Anderson and Una screamed, pressing their hands to their ears in a futile attempt to block the terrible noise. Sir Harry Lauder merely winked as he leaned back on his walking cane with a smirk, continuing to sing. The outsize kilt was set off by a musty-looking tweed jacket. An awful beret perched balefully on his head, made all the more ludicrous by the single grouse-feather protruding from it. He hobbled forward, withered lips smacking as he reached for Una’s chest. Harry was under contract from the Devil Himself, and only the agreed bounty would satisfy the Lord of Chaos. He had to bring back the heart. Far away in Billy Connolly Block, Ricky McFulton sat bolt upright in his comfy chair as he exploded into gales of laughter. He drained the whisky glass in a single jolt.

‘Noooo!’ Anderson wrestled in living shadows that shifted and changed with her struggles, screaming threats at the shrunken, smirking form of Harry Lauder as he dropped the still-beating heart into his sporran. ‘Aye,’ he said, grinning a toothless grin. ‘That’ll do the Big Man nicely.’

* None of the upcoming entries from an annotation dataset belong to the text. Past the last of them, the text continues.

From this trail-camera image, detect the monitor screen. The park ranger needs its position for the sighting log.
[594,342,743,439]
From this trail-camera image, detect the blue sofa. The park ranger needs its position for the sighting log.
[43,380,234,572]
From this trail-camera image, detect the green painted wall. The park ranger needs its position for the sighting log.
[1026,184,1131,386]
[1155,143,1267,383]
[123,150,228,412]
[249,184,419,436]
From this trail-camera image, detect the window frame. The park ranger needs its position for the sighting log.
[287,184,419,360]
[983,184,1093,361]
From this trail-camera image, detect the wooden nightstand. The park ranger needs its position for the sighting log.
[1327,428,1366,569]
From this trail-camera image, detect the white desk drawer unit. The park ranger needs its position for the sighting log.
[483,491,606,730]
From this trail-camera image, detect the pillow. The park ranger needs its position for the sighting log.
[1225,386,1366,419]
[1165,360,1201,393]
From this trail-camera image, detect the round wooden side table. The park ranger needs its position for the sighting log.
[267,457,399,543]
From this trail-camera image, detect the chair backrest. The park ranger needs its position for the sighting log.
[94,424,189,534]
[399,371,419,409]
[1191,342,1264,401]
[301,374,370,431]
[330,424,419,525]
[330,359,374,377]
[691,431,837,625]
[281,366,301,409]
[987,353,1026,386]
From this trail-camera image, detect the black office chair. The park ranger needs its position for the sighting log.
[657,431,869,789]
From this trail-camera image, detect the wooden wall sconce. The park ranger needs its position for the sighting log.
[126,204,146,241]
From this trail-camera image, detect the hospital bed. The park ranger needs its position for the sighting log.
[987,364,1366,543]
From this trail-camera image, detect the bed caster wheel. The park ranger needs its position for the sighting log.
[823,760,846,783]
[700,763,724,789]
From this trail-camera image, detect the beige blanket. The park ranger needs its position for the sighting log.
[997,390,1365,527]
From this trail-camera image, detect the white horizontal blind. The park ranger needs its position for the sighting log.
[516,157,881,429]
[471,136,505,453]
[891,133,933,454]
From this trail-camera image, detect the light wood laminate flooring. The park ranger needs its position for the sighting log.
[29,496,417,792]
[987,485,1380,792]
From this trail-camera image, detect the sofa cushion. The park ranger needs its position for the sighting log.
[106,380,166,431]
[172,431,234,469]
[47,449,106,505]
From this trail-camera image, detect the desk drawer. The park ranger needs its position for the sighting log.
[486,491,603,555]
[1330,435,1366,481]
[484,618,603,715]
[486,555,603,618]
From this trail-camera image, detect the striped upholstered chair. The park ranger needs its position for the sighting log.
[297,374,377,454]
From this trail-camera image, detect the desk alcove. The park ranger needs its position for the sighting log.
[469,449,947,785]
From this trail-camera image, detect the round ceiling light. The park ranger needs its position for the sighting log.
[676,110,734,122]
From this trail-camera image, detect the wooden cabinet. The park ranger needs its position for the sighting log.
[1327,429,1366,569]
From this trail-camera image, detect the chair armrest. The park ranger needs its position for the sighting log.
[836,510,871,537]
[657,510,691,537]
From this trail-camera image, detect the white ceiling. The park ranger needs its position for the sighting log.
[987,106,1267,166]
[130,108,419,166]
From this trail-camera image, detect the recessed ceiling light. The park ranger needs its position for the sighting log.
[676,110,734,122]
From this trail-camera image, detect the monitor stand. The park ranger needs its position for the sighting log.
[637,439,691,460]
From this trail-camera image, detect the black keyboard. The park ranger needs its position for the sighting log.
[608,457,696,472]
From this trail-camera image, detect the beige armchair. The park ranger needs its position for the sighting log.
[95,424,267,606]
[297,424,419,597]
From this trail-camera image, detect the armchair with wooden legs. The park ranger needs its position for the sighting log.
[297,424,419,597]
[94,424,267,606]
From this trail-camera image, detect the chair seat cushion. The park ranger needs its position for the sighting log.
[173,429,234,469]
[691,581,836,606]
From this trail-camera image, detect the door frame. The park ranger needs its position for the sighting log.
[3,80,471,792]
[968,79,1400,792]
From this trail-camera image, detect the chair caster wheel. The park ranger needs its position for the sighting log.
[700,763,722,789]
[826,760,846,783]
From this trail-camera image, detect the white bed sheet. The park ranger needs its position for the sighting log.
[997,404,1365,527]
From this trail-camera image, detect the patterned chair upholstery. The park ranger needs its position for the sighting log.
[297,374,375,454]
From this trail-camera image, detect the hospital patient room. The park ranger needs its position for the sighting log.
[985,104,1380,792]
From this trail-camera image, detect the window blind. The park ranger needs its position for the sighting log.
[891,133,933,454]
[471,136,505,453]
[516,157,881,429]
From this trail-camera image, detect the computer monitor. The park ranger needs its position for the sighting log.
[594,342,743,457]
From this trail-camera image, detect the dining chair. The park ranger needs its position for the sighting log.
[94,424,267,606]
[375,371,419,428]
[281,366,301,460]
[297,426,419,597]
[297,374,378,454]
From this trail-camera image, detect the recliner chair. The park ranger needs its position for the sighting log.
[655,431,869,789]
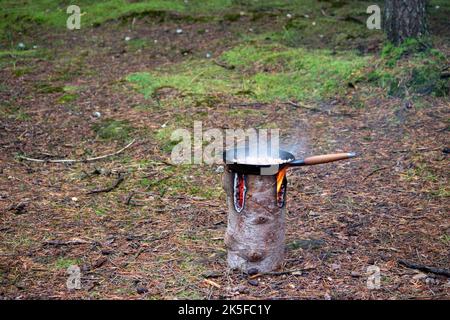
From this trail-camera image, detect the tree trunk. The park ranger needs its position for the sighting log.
[223,168,285,272]
[384,0,428,45]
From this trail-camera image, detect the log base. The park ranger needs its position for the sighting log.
[223,168,285,272]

With a superhuman effort, Anderson struggled free of the enveloping shadows, leaping onto the departing entertainer. With a strangled cry, Lauder was knocked spiralling through the base of the spirit-realm directly into Purgatory, arms pinwheeling wildly. Lost souls huddled in corners, wailing piteously as a freezing mist roiled around them. Anderson plunged her hand deep into Lauder’s sporran, bringing forth the purple-red heart. It pulsated in her hands as she began to squeeze. ‘Hey Nonny
nooooooo
...’ wailed Lauder, clawing at her as she slowly crushed the heart. It squelched as thick, black blood jetted out, running through her fingers.

Finally, his supernatural power spent, Harry Lauder disintegrated before her with a hollow scream. Out of breath, Anderson lurched back into the room, where time continued to stand still. Carefully avoiding the shards of shattered glass which still hung in the air, she headed for street-level, meeting the squad of Judges now surrounding the building. Crowds from both Scot-Block and Albion-Block had gathered, anxious to know how the evening’s developments would affect the championship. The news was not good. Judge Gordon Rennie’s expression was grave as he held a megaphone to his lips and gave the order that would outlaw Charades forever. It was a momentous day, in which a new crime was added to the seemingly endless charter of offences in Mega-City’s criminal calendar. Henceforth, any citizen caught miming in a built up area was lookingat a twenty-year stretch in the Cubes. The new annual sporting event between rival blocks was to be ‘I-Spy’, and then only for those citizens lucky enough to be issued with a permit.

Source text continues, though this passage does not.